Google DeepMind presents a version of Gemini that not only replies with text, but can interact with interfaces like you do: clicking, typing into forms, and navigating pages to complete tasks. Sounds like a real automated assistant? Exactly — but with limits and safety measures built in from the start. (blog.google)
What DeepMind announced
The bet is called Gemini 2.5 Computer Use, a specialized variant built on top of Gemini 2.5 Pro. It's available in preview through the Gemini API and Google developer environments like Google AI Studio and Vertex AI. This means companies and developers can start building agents that control browsers and mobile apps aimed at UI. (blog.google)
How it works in plain words
The key piece is the new computer_use
tool inside the API. The flow is a loop: the model gets your instruction, a screenshot of the environment and the recent action history; it decides an action (for example click, type or drag) and returns it as a function-call style response. Then the application executes that action, sends back a new capture, and the model continues until the task is done or it stops for safety or because the user decided so. (blog.google)

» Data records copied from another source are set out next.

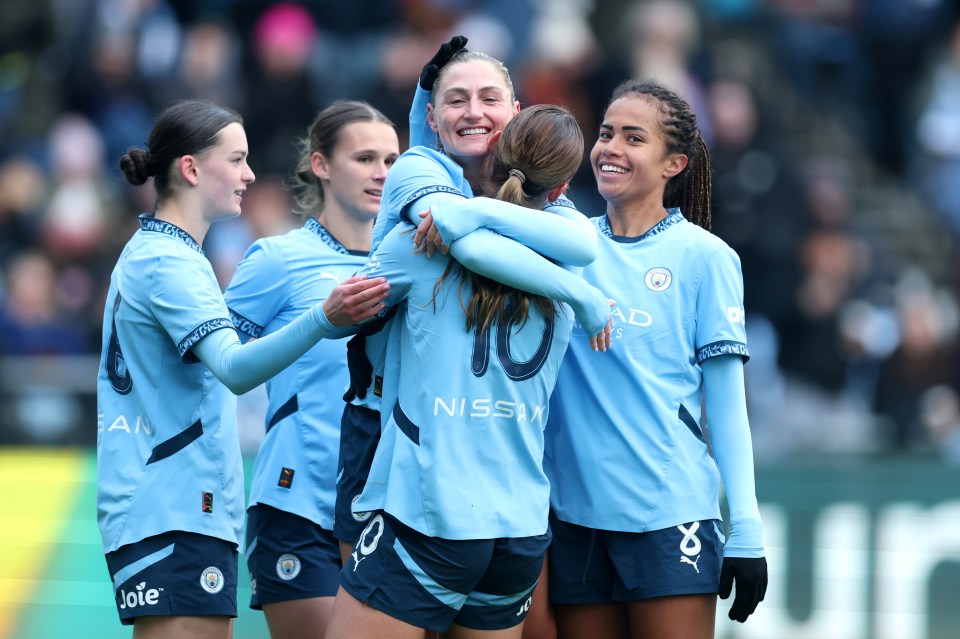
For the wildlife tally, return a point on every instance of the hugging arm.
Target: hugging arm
(562, 233)
(243, 367)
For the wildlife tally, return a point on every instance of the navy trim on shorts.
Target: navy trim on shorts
(129, 571)
(289, 408)
(176, 443)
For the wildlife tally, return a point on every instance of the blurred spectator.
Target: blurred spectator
(835, 263)
(279, 98)
(937, 167)
(81, 205)
(209, 65)
(30, 321)
(758, 198)
(924, 359)
(22, 189)
(897, 37)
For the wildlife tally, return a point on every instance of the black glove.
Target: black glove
(446, 51)
(751, 577)
(361, 370)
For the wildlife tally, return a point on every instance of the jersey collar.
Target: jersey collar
(149, 223)
(674, 216)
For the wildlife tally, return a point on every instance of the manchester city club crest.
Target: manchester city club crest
(288, 567)
(212, 580)
(658, 279)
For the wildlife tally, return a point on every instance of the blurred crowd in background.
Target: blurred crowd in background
(834, 128)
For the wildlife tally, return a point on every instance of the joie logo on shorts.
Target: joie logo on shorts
(368, 541)
(288, 567)
(525, 607)
(142, 596)
(212, 580)
(690, 545)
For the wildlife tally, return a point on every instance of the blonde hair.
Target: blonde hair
(541, 149)
(323, 137)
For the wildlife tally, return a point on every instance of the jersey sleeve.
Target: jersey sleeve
(186, 301)
(720, 316)
(420, 132)
(504, 260)
(395, 260)
(416, 173)
(259, 289)
(566, 236)
(732, 447)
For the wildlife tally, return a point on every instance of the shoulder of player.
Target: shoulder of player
(705, 240)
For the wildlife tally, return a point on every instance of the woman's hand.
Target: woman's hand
(428, 237)
(355, 300)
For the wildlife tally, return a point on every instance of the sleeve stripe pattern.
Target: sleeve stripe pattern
(427, 190)
(725, 347)
(245, 325)
(199, 333)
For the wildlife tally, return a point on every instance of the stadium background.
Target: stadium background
(834, 127)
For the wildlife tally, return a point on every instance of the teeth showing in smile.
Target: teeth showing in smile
(609, 168)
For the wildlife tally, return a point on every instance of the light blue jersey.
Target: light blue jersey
(625, 448)
(463, 445)
(278, 279)
(168, 454)
(418, 172)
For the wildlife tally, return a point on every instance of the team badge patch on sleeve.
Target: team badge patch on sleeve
(286, 478)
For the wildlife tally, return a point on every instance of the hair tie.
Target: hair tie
(517, 173)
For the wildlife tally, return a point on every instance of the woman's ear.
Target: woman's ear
(675, 163)
(318, 164)
(556, 192)
(189, 169)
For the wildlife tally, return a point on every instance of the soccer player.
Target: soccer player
(293, 557)
(476, 95)
(169, 470)
(459, 541)
(638, 549)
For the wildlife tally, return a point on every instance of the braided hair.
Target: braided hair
(691, 189)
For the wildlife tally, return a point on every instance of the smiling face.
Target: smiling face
(630, 159)
(224, 174)
(353, 177)
(472, 103)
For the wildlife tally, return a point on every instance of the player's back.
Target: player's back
(467, 462)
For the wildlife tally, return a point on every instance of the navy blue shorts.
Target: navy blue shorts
(428, 582)
(289, 557)
(591, 566)
(176, 574)
(359, 437)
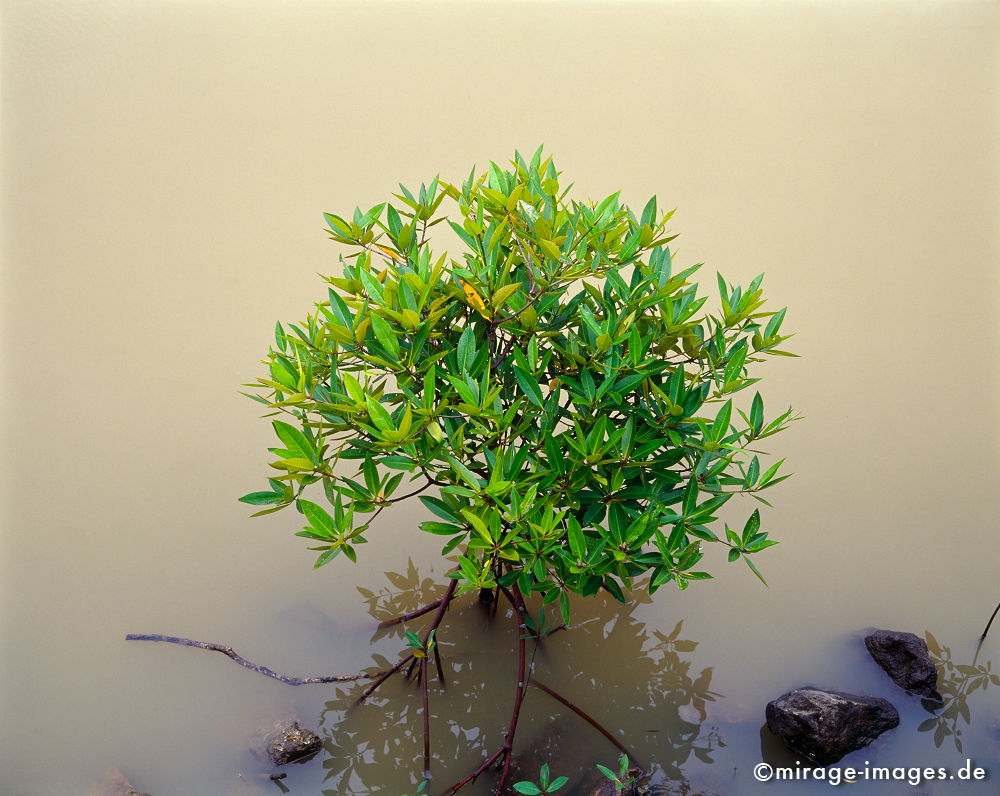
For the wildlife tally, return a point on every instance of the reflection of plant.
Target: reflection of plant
(545, 783)
(661, 683)
(556, 385)
(956, 684)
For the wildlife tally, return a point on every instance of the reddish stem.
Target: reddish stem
(385, 676)
(590, 720)
(427, 718)
(412, 615)
(504, 751)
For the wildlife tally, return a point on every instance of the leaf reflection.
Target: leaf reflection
(636, 680)
(956, 682)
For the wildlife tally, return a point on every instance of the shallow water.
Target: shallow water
(165, 166)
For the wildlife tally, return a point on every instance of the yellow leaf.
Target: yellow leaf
(474, 298)
(503, 294)
(390, 252)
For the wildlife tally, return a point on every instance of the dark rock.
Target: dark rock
(905, 659)
(286, 742)
(826, 725)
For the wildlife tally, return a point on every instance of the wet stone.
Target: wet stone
(286, 742)
(114, 783)
(905, 658)
(826, 725)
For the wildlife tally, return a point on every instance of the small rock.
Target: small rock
(605, 787)
(114, 783)
(826, 725)
(905, 659)
(287, 742)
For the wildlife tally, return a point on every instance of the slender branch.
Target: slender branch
(589, 719)
(522, 686)
(384, 676)
(504, 750)
(427, 717)
(437, 663)
(412, 615)
(982, 638)
(996, 610)
(230, 653)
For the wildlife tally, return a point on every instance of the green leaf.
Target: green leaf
(502, 294)
(262, 498)
(317, 516)
(466, 350)
(752, 526)
(295, 442)
(529, 386)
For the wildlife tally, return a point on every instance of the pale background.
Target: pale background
(165, 167)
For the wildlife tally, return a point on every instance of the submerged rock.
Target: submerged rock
(906, 660)
(826, 725)
(114, 783)
(286, 742)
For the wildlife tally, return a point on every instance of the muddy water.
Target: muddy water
(165, 165)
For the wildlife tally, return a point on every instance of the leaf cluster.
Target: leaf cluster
(558, 389)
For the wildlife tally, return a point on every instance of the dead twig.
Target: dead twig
(256, 667)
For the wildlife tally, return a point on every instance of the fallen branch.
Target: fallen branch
(589, 719)
(504, 751)
(441, 608)
(412, 615)
(256, 667)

And what is that loop good for in real life? For everything that doesn't have a clean API: filling forms on sites behind a login, organizing items in web apps, automated UI testing and more. DeepMind showed demos ranging from entering data in a CRM to moving notes on a virtual whiteboard. (blog.google)
Concrete use cases
- UI testing: automate tests that used to need very specific scripts or human intervention.
- Personal assistants: ask your agent to manage bookings or fill forms for you, while respecting confirmations for sensitive actions.
- Workflow automation: migrate data between tools that don't have official integrations.
Companies like Browserbase already offer demo environments to see the model in action, and Google says internal teams are already using versions of this model in projects like Project Mariner and testing agents. (blog.google)
Performance and comparisons
According to evaluations published by Google and third-party tests, Gemini 2.5 Computer Use outperforms leading alternatives on several web and mobile control benchmarks, and it also offers low latency when executing actions. That positions it as a strong option for tasks that require visual interaction with interfaces. Keep in mind the information comes from tests Google and partners disclosed publicly. (blog.google)
Safety, limits and practical recommendations
Controlling a browser exposes unique risks: abuse attempts by malicious users, prompt injections via web content, and unexpected errors when interacting with interfaces designed for humans. Google built-in safeguards like a per-step evaluation service that reviews each proposed action and system instructions
to enforce confirmations on high-risk actions. Also, the model isn't meant for OS-level control; it's optimized for browsers and, to a lesser extent, mobile UIs. (blog.google)
The key recommendations for developers: test exhaustively in controlled environments, require confirmations for sensitive actions, and use the API's security controls.
How you can get started today
If you're a developer, the entry point is the public preview in the Gemini API via Google AI Studio or Vertex AI. You can also try demos in environments like Browserbase to better understand capabilities and limits before integrating the model into production. Google publishes docs and guides to build the interaction loop with Playwright
or on virtual machines for testing. (blog.google)
A practical and responsible look
Can you imagine asking an agent to fill out applications, organize a team whiteboard, or run complex tests while you focus on business decisions? It's plausible today. At the same time, this demands responsibility: testing, supervision and designing guardrails to avoid dangerous automations.
Technology moves fast, but you decide how to use it. If you build something with this, start in a closed environment, document the flows, and from day one design how the agent asks for confirmations when it could affect sensitive data or money.